For anybody who has experience with modelling, using computer algorithms within human processes and with how users actually treat such things (the "computer says" effect) this shit really is scary at many levels.
It's a sentiment at least as old as the first things that we now call computers.
On two occasions I have been asked, "Pray, Mr. Babbage, if you put into the machine wrong figures, will the right answers come out?" … I am not able rightly to apprehend the kind of confusion of ideas that could provoke such a question.
About 20 new cases of gender violence arrive every day, each requiring investigation. Providing police protection for every victim would be impossible given staff sizes and budgets.
I think machine-learning is not the key part, the quote above is. All these 20 people a day come to the police for protection, a very small minority of them might be just paranoid, but I'm sure that most of them had some bad shit done to them by their partner already and (in an ideal world) would all deserve some protection.
The algorithm's "success" in defined in the article as reducing probability of repeat attacks, especially the ones eventually leading to death.
The police are trying to focus on the ones who are deemed to be the most at risk. A well-trained algorithm can help reduce the risk vs the judgement of the possibly overworked or inexperienced human handling the complaint? I'll take that. But people are going to die anyway. Just, hopefully, a bit less of them and I don't think it's fair to say that it's the machine's fault when they do.
The computer response should be treated as just an indication and in all cases a human needs to decide to override that
Otherwise we’ll all become useless pieces of a simulation
I went to the bank to ask a loan and then it got rejected because the computer said I didn’t met the parameters by just 40 euro. Ah ok, I told the clerk, just lower the amount that I’m asking or spread it over a longer period.
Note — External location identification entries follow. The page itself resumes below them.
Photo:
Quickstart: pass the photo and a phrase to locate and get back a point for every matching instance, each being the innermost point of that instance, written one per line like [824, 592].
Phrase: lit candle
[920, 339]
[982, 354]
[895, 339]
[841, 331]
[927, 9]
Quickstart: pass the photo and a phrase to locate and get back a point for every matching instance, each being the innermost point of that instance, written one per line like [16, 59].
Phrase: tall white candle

No, because after the quote is done and I signed the authorization for the algorithm to perform credit score, it can’t do it again in 3 months. What?? Call a supervisor and let them override it, 40 euro is so minimal that it’s not that big issue. No, impossible. So that means each single employee in the bank is just an interface to the computer and can be fired at will?
Despite this article, I'm still not convinced that the algorithms aren't better. The policy states that people need to use their best judgement and can override the algorithms. The article argues that the algorithms are being over relied on. The article mentions in passing, however, that the statistics were worse before the algorithm was introduced.
The point of the matter is, best judgement can be shitty. Your average cop has no idea what questions to ask without a list and how important they are per research. Some suggestions are too continue using the tool but use things like psychologists to administer it. The only way you could reasonably have a psych on call for every police station is to make it a remote interview, which frankly doesn't seem better to me.
In the end, the unstated problem is resources and how best to utilize them to prevent the violence. I'm sure Spain's policy could be improved but shoring it up with an algorithm is a good practice.
Algorithms aren't AI. They're standardization measures in cases like this. Hell you don't even need computers for many of them. We use tons in healthcare to classify risk, decide on treatment options, and even decide on how much medication to give. They're particularly present in psychiatric care.
I have no issues with using ML to predict outcomes. It's going to be wrong sometimes, so will humans. The system just needs review and input from humans understanding the model.